„Die Geisteswissenschaften sollten sich für die Digitalisierung öffnen“
Immer noch arbeiten einige Geisteswissenschaftler in Berufen, für die sie überqualifiziert sind. Um adäquate Jobs zu ergattern, empfiehlt IW-Hochschulexpertin Christiane Konegen-Grenier, sich digitale Kenntnisse anzueignen – am besten bereits während des Studiums.
- Geisteswissenschaftler finden zwar schwerer einen adäquaten Job als Ingenieure oder Volkswirte, doch sie stehen nicht generell schlechter da als andere Absolventen, sagt IW-Hochschulexpertin Christiane Konegen-Grenier.
- Aus Sicht der Unternehmen bringen Geisteswissenschaftler vor allem Kommunikations- und Kooperationsfähigkeit mit.
- Die geisteswissenschaftlichen Fakultäten sollten sich für die Digitalisierung öffnen, denn digitale Kompetenzen werden für Studienabsolventen immer wichtiger.

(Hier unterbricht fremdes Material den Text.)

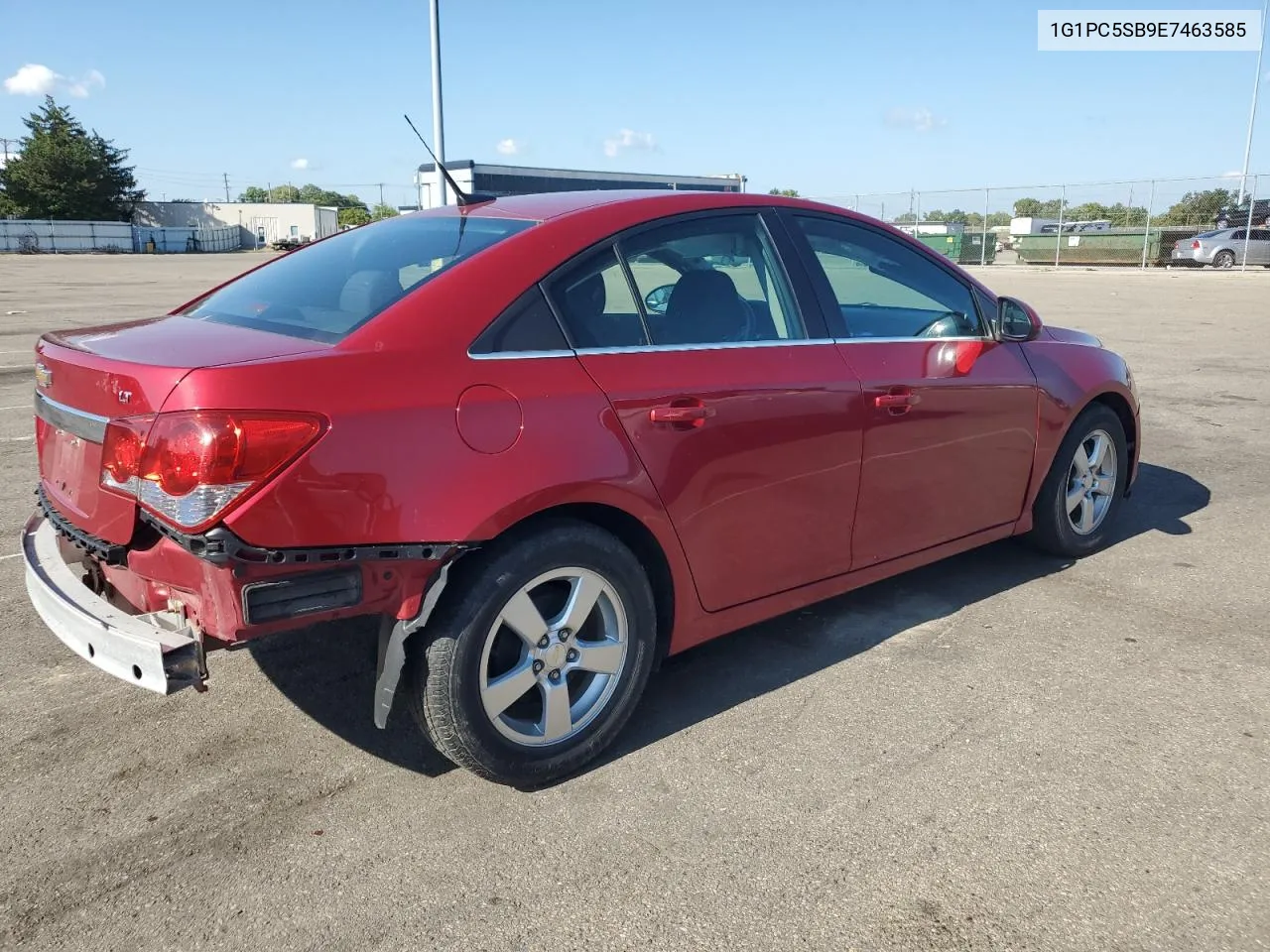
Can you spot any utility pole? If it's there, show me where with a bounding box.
[428,0,447,204]
[1238,0,1270,204]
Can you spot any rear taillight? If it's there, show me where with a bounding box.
[101,410,325,532]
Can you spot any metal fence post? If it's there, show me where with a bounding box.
[1142,178,1156,268]
[1239,176,1257,272]
[979,187,992,264]
[1054,185,1067,271]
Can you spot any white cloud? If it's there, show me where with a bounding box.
[886,105,948,132]
[4,62,105,99]
[66,69,105,99]
[604,130,657,159]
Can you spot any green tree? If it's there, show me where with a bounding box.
[269,185,300,204]
[1015,198,1072,218]
[0,96,145,221]
[339,205,371,228]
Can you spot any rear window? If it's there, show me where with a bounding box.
[181,214,537,344]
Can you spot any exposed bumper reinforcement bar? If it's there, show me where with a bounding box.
[22,513,204,694]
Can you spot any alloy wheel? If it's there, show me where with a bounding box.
[479,567,630,747]
[1065,430,1119,536]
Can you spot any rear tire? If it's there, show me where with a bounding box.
[1025,404,1131,558]
[408,521,657,785]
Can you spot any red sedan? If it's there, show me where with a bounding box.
[23,191,1139,783]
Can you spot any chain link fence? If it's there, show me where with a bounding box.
[814,174,1270,268]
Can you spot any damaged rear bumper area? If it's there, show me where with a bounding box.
[22,513,207,694]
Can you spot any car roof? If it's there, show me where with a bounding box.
[414,189,832,221]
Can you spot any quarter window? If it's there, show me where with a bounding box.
[794,216,983,337]
[552,246,648,348]
[470,285,569,354]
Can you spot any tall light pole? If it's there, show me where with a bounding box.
[430,0,445,204]
[1239,0,1270,204]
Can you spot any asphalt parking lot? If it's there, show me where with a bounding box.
[0,255,1270,952]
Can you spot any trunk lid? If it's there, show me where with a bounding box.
[36,316,329,543]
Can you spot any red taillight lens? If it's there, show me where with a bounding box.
[101,410,325,531]
[101,416,155,489]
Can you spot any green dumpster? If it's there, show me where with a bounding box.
[915,231,997,264]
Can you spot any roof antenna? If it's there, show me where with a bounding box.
[403,113,498,205]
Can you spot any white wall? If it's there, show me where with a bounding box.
[414,169,472,208]
[0,218,132,253]
[136,202,337,248]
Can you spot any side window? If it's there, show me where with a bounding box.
[550,246,648,348]
[795,216,984,337]
[468,285,569,354]
[618,214,807,345]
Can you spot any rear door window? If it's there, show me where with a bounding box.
[794,216,984,339]
[181,216,536,344]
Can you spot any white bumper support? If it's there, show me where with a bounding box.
[22,514,203,694]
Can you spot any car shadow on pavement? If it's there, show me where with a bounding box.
[248,618,454,776]
[250,463,1210,776]
[588,463,1210,770]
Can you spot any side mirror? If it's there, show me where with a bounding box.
[997,298,1045,341]
[644,285,675,313]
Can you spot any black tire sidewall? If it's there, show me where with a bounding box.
[426,523,657,783]
[1038,404,1131,557]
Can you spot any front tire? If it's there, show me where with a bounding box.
[409,521,657,785]
[1026,404,1131,558]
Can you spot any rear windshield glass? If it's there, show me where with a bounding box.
[181,216,536,344]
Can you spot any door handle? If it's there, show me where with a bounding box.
[648,407,711,426]
[874,387,922,416]
[874,394,917,408]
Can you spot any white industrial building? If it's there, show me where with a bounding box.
[401,159,745,210]
[133,202,339,248]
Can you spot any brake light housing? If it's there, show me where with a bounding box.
[100,410,327,532]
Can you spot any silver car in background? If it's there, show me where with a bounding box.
[1170,228,1270,268]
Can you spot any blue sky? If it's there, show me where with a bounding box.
[0,0,1270,203]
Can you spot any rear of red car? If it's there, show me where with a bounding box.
[23,210,531,693]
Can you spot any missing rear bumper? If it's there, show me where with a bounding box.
[22,513,207,694]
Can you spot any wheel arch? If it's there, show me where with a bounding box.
[1086,390,1138,474]
[486,502,676,662]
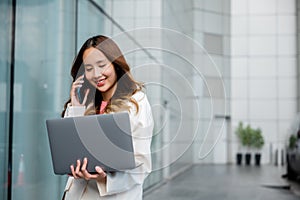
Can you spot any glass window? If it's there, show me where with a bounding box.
[12,0,75,200]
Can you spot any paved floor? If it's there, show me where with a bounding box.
[144,165,300,200]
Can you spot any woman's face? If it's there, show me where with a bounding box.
[83,47,117,101]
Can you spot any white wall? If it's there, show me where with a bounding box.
[193,0,230,163]
[230,0,297,163]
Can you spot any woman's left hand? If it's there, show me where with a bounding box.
[70,158,106,182]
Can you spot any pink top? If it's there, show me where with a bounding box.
[100,101,108,114]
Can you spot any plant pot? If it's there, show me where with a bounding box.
[255,153,261,166]
[236,153,243,165]
[245,153,251,165]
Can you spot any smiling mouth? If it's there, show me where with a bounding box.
[97,79,105,87]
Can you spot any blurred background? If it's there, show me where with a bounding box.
[0,0,300,199]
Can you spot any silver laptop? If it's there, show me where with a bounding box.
[46,112,136,174]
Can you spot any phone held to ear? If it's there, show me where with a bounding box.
[76,88,82,104]
[76,74,84,104]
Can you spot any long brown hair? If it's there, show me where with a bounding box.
[61,35,143,117]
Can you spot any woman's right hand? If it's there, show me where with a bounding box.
[70,75,90,106]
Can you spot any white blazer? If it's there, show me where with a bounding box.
[65,92,153,200]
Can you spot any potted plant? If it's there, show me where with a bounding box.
[235,122,245,165]
[242,125,253,165]
[252,128,265,166]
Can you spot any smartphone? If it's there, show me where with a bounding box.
[76,88,83,104]
[76,74,84,104]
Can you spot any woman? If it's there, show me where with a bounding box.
[62,35,153,200]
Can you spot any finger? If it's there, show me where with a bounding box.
[70,165,78,178]
[82,89,90,105]
[95,166,106,178]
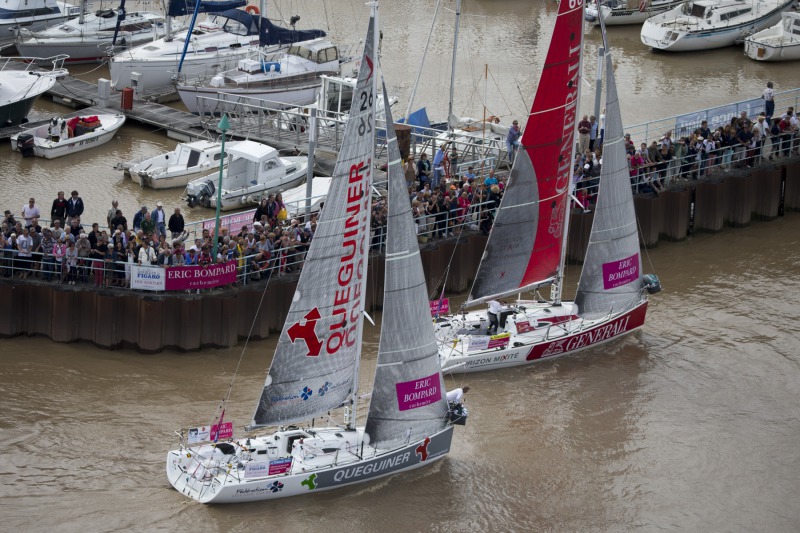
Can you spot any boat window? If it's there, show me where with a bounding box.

Das Studium der Geisteswissenschaften führt beruflich in eine Sackgasse – so das gängige Bild. Und tatsächlich haben es Geisteswissenschaftler auf dem Arbeitsmarkt schwerer als Ingenieure oder Ökonomen. Von einer weitverbreiteten Arbeitslosigkeit und einer mehrheitlich schlecht bezahlten Beschäftigung in wenig anspruchsvollen Berufen kann aber keine Rede sein, zumindest, was die in Vollzeit arbeitenden Geisteswissenschaftler betrifft.
Die Entscheidung zwischen Vollzeit- und Teilzeitbeschäftigung, die überwiegend freiwillig ist, stellt die Weichen für die künftige Berufssituation, vor allem hinsichtlich des Gehalts. Diese Entscheidung sollten künftige Absolventen deshalb sorgfältig überdenken.
Promovierte Geisteswissenschaftler stehen sehr gut da
Grundsätzlich ist die Lage der Geisteswissenschaftler sehr unterschiedlich: Sehr gut stehen die Promovierten da. Aber auch ein Drittel der Bachelorabsolventen schafft den Einstieg auf Positionen, für die eigentlich ein Masterabschluss gebraucht wird. Deshalb ist die Frage zu klären, was genau erfolgreiche Bachelors ausmacht, statt den Bachelorabschluss pauschal abzuwerten.
Geisteswissenschaftler haben es auf dem Arbeitsmarkt schwerer als Ingenieure oder Ökonomen.
Eine offene Frage ist auch, warum die Geisteswissenschaftlerinnen – selbst wenn sie Vollzeit arbeiten – in Bezug auf Position und Gehalt so viel schlechter abschneiden als ihre männlichen Kollegen. Sind sie zu schnell bereit, sich für Stellen zu entscheiden, für die man kein Studium braucht? Das legt zumindest eine Analyse der Daten der Bundesagentur für Arbeit nahe.
Ist ein beruflicher Einstieg unterhalb des akademischen Anforderungsniveaus nicht zu vermeiden, dann sollten sich Geisteswissenschaftler parallel weiterbilden und versuchen, die berufliche Übergangslösung so schnell wie möglich durch eine qualifizierte Stelle zu ersetzen. Die Chancen, einen solchen Sprung durch Zusatzqualifikationen zu schaffen, stehen nicht schlecht. Unternehmensbefragungen zeigen: Im Zuge der Digitalisierung werden Kommunikations- und Kooperationsfähigkeit immer wichtiger – beide Fähigkeiten bringen Geisteswissenschaftler aus Sicht der Unternehmen verstärkt mit, die Kompetenzen sollten aber mit digitalen Kenntnissen kombiniert werden.
Digitale Kompetenzen immer wichtiger
In einigen Studiengängen besteht die Möglichkeit, geisteswissenschaftliche Themen mit digitalen Verfahren zu bearbeiten und gleichzeitig ein Zertifikat über Statistikmethoden, Datenbankaufbau und Programmierung zu erwerben. Viele geisteswissenschaftliche Fakultäten fremdeln aber noch, wenn es um die Digitalisierung in ihrer Disziplin geht. Sie sollten erkennen, dass digitale Analyseverfahren sowohl in der geisteswissenschaftlichen Forschung als auch für den Aufbau zusätzlicher Kompetenzen der Studierenden von Nutzen sind.
Angebote zum Erwerb digitaler Kompetenzen sollten im Studium und in der akademischen Weiterbildung konsequent ausgebaut werden. Im Mai dieses Jahres haben Bund und Länder beschlossen, im Förderprogramm „Innovation in der Hochschullehre“ jährlich bis zu 150 Millionen Euro bereitzustellen. In den neuen Ausschreibungsrunden sollte die Digitalisierung ganz oben auf der Agenda stehen.